What a disappointing, dismaying mess. And yet, I’m not ready to give up on the whole university adjudication system. People ask me all the time why universities have any responsibility for dealing with rape accusations in the first place. These are serious allegations. Shouldn’t they be in the hands of police, prosecutors, and judges? The answer is that there are supposed to be two parallel tracks. It’s not either/or. In passing and enforcing Title IX, the federal law that’s a shield against sex discrimination in an educational setting, Congress gave schools an independent obligation to investigate allegations of sexual assault and harassment. That doesn’t mean that there shouldn’t also be a police investigation.

Stories like Anna’s make the schools look at best bumbling and insensitive, and at worst like craven slaves to their own images and, too often, their athletic departments. I should also say that male students have complained of being falsely accused, railroaded by school judicial procedures, and unjustly expelled. Still, before we give up on colleges, Congress and the Department of Education, which oversees Title IX, should demand transparency.
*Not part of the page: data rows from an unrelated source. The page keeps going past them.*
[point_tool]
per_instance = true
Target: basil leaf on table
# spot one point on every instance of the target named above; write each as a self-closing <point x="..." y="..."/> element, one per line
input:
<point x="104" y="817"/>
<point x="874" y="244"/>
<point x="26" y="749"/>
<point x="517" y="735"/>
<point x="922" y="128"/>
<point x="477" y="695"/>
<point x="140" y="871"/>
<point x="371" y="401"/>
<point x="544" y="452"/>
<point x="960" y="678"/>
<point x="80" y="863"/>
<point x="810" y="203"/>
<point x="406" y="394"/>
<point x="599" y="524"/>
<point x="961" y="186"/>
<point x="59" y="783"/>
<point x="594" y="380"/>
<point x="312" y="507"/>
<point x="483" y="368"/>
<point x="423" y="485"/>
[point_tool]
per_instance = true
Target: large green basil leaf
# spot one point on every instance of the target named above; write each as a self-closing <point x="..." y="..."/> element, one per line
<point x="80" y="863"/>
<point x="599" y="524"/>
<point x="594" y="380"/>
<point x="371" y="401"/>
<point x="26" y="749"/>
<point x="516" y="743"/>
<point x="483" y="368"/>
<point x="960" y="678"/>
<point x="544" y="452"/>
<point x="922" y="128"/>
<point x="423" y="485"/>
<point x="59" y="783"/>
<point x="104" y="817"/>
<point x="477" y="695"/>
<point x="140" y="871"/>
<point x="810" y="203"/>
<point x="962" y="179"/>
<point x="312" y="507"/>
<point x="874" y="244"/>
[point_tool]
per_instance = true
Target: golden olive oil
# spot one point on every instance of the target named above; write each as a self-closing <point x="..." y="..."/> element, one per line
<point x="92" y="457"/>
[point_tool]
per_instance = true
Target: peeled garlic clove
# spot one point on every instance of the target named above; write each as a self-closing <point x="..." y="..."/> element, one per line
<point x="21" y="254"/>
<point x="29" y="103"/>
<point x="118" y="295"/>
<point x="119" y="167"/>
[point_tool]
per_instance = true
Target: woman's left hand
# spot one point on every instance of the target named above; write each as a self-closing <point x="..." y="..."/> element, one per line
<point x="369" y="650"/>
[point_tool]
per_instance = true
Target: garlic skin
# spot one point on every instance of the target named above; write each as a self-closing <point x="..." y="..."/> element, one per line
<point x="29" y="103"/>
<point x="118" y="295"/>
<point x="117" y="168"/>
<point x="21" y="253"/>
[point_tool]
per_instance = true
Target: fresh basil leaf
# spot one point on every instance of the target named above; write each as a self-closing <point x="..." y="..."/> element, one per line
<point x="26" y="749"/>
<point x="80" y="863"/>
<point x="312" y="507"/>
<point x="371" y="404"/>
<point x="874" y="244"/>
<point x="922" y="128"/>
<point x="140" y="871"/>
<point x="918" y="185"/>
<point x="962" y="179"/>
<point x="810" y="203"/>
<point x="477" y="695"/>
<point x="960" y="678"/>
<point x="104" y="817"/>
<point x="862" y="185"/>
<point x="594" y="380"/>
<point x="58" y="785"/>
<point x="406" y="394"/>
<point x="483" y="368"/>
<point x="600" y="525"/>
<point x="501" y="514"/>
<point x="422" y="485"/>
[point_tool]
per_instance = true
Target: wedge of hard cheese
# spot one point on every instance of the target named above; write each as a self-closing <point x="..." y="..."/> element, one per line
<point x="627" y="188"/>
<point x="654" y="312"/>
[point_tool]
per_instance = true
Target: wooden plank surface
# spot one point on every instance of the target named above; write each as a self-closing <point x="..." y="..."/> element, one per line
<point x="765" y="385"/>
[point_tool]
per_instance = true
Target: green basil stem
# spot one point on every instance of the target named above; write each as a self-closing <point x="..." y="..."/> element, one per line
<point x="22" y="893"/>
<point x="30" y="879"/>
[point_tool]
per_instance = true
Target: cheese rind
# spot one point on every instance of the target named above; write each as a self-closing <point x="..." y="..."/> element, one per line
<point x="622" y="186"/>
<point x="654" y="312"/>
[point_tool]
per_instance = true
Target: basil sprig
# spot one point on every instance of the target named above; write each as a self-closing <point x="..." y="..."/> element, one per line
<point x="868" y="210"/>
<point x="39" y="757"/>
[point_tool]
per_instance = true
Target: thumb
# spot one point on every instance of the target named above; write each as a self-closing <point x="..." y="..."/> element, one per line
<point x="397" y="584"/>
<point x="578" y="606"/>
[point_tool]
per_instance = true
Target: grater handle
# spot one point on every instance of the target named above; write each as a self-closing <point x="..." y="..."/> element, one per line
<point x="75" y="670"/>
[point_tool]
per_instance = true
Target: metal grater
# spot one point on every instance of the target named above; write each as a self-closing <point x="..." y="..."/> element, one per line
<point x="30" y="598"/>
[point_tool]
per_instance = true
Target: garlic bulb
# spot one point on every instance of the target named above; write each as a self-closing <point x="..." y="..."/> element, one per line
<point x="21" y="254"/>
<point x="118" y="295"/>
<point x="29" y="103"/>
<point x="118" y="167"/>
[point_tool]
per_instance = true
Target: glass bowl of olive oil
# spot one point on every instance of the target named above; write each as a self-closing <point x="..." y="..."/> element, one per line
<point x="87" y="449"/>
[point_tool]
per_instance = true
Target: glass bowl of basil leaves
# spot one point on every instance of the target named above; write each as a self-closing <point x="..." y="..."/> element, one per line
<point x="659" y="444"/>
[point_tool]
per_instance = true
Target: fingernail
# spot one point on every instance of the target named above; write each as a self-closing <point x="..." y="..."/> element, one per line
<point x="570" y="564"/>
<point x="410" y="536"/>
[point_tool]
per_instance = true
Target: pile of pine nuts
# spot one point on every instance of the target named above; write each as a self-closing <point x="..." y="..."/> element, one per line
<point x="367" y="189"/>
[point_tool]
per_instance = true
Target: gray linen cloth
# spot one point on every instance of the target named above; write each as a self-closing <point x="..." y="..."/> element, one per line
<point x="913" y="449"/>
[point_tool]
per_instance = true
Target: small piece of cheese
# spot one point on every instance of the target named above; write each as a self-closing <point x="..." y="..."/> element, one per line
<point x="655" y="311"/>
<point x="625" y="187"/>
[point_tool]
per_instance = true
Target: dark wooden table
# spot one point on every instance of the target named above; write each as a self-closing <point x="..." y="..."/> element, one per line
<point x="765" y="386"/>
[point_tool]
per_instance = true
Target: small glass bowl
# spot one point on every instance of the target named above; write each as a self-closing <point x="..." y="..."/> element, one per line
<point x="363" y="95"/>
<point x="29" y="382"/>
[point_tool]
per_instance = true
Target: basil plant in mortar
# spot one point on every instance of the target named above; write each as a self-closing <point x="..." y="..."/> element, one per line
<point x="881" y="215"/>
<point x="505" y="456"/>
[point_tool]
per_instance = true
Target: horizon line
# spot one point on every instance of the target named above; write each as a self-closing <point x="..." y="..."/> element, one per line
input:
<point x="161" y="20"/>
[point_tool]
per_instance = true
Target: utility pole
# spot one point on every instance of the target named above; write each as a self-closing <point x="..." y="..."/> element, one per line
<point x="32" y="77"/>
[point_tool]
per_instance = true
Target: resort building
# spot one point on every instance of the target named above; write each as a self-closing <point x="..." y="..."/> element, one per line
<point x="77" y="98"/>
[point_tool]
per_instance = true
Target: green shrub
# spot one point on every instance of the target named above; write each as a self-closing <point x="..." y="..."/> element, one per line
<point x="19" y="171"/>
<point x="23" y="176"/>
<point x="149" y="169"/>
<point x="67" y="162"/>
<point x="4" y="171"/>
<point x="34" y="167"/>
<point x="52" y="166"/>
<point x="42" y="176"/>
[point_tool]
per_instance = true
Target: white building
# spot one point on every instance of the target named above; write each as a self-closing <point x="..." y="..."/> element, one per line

We hear horror stories about individual cases but we don’t have the data to know what’s happening across the board.

Federal privacy law protects the records of individual students. But schools can respect privacy and still disclose much more about how their judicial procedures play out. Stanford law professor Michele Dauber, who helped design an alternative response procedure her university has put in place for sexual assault complaints, sent me a great outline, below, for the data schools should report and don’t. (She worked on this with former Department of Education official Martha Kanter.)

1. Clery Act Reports (campus crime statistics already collected).

2. Number of formal complaints made to the campus disciplinary officer.

3. Number of hearings held.

4. Number of findings of responsibility.

5. Informal resolutions (diversions/plea bargains). 

6. Median number of days from complaint to hearing.

7. Median Number of days from complaint to informal resolution.

8. Sanctions issued after hearing (suspension/expulsion/other).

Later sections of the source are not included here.